A legislative effort to save the Fighting Sioux logo and nickname might be unconstitutional.
Three different bills are aimed at reversing the plan to retire the controversial trademark. The bills have a lot of support from very powerful legislators including Republican majority leader Al Carlson. But, can they supersede the decisions of the board of higher education?
It's been a busy winter for the traditions and history task force group as they prepare to make a recommendation to UND President Robert Kelley.
"The State Board of Higher Education has dictated we retire the nickname and logo by August 15th, 2011," task force co-chair Kris Compton said.
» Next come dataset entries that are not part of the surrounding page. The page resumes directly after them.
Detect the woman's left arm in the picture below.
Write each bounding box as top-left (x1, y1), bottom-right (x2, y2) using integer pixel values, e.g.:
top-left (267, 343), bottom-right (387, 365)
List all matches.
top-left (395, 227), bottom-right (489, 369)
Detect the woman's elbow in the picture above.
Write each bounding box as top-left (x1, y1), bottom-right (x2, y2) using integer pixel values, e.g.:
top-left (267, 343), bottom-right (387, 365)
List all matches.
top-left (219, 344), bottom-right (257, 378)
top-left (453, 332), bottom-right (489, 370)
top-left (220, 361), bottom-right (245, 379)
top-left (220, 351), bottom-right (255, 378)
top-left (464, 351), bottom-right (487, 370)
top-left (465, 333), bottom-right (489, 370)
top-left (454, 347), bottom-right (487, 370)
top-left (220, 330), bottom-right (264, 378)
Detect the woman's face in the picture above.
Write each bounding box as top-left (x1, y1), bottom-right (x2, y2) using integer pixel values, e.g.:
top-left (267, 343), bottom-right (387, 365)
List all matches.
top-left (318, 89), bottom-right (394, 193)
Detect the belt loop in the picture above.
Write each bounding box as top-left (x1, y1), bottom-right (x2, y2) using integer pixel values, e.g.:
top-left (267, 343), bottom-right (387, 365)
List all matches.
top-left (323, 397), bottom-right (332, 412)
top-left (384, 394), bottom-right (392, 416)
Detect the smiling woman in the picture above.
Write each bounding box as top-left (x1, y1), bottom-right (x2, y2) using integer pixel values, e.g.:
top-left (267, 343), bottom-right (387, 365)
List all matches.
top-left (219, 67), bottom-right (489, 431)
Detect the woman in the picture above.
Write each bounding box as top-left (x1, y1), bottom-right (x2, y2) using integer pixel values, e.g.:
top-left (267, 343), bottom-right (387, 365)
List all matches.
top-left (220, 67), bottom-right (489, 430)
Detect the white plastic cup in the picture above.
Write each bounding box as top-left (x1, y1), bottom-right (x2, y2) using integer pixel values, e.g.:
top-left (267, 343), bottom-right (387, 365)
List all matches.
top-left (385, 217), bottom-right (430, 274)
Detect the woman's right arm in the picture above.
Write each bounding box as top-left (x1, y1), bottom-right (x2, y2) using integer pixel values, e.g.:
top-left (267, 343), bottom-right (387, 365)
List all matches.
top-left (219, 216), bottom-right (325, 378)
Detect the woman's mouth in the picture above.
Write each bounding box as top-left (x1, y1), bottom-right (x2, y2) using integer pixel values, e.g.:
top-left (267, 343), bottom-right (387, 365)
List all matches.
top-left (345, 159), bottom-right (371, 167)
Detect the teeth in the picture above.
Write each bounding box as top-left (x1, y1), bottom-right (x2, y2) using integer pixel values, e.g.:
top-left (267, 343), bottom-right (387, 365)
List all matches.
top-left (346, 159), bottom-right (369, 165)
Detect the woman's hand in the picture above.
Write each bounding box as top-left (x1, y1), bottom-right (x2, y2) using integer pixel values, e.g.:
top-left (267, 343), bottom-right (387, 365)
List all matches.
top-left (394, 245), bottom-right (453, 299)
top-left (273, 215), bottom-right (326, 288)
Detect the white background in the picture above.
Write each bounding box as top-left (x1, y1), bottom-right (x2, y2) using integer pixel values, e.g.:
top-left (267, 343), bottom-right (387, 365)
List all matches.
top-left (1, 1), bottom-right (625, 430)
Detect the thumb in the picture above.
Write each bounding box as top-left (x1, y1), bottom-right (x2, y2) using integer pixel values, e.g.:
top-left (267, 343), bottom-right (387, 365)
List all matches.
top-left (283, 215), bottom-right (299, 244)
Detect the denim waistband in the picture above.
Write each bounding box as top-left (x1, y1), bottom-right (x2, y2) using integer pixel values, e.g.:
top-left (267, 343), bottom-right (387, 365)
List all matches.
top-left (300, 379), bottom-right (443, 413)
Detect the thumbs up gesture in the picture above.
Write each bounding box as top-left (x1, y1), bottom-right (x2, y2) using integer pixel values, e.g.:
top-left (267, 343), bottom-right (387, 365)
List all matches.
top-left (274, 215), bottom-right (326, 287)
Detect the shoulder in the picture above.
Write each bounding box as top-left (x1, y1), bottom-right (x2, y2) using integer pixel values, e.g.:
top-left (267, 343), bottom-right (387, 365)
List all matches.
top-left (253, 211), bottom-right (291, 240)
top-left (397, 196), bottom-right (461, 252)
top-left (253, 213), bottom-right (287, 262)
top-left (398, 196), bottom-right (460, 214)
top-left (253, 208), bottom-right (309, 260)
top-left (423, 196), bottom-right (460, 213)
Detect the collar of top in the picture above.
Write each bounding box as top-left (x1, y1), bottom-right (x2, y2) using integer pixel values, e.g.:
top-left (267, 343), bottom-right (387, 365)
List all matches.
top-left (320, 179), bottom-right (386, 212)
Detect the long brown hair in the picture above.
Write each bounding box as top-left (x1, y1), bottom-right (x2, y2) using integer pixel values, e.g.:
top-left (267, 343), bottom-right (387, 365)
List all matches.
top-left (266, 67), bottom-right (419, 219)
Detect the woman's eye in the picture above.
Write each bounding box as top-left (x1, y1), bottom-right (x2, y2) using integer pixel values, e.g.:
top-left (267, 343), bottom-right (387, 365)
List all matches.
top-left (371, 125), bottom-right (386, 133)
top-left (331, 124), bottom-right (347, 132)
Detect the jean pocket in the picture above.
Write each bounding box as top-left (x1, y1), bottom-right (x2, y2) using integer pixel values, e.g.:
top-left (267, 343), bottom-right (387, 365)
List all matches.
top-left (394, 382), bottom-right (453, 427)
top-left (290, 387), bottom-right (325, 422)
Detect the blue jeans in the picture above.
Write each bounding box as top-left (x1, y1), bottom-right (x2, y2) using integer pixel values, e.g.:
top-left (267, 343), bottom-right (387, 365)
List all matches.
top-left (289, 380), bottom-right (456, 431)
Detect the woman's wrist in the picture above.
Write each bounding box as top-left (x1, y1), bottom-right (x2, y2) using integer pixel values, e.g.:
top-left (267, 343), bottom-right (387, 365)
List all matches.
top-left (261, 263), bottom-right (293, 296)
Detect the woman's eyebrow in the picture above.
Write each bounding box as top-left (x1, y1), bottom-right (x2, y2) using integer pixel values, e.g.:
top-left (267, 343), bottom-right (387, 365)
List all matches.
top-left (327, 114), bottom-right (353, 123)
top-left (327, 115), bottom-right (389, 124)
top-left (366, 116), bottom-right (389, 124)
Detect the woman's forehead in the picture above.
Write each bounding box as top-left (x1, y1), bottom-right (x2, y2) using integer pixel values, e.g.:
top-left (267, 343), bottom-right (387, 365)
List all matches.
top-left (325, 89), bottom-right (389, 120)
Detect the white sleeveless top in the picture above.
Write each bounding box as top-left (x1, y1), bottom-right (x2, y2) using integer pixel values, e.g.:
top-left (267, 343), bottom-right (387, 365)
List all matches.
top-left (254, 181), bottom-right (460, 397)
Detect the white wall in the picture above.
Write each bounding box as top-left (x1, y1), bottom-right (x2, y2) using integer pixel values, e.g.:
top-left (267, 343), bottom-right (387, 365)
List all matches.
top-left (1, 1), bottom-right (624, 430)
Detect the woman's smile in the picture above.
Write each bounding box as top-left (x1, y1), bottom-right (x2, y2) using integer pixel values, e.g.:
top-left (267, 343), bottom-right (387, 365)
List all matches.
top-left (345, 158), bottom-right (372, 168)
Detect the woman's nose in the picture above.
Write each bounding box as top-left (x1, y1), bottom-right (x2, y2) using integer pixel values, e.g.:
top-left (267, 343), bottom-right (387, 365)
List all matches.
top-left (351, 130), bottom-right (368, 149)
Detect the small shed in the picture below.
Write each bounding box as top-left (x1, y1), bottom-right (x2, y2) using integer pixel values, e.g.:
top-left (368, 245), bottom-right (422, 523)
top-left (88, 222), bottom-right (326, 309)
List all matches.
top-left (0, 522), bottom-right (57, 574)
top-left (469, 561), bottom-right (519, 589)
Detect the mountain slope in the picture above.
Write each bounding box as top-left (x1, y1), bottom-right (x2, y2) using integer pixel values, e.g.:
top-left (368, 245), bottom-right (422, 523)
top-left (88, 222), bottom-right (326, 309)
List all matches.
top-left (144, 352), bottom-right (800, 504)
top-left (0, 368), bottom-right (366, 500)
Now three nickname bills introduced in the house might be way to help the Fighting Sioux Logo come out on top.
"It appears this bill not only will have legs, but the support of legislators," political analyst Phil Harmeson said.
If passed, the bill would prevent UND and the board of higher education from retiring the storied 80-year-old logo.
"I don't think this is the end of the trail here. This might be the very beginning," Harmeson said.
But it could be a long trail. North Dakota Attorney General Wayne Stenehjem says making legislation on this issue would be unconstitutional.
"The provision in the Constitution gives to the Board of Higher Education the authority to control the colleges and universities in North Dakota. It would appear to me that this is one of the decisions they're entitled to make," Stenehjem said.
"There is an opportunity to take care of that flaw with the legislature going through the Constitution revision committee and having a bill passed that would ensconce this into the constitution," Harmeson said.
Still, establishing this as amendment is easier said than done. It would require overwhelming support and Stenehjem says the matter wouldn't make the ballot for a statewide vote until 2012, more than a year after the nickname and logo retirement. Stenehjem, an ardent supporter of the Fighting Sioux, says it might be time to put it away.
"We've had a lawsuit, we've had a settlement, we had a pathway that would've provided a way to continue the use. But, the time ran out," Stenehjem said.
So, the traditions and history task force is moving ahead with their directive from the board.
Phil Harmeson says legislators are feeling pressure to pass these bills because it's what some of their constituents want.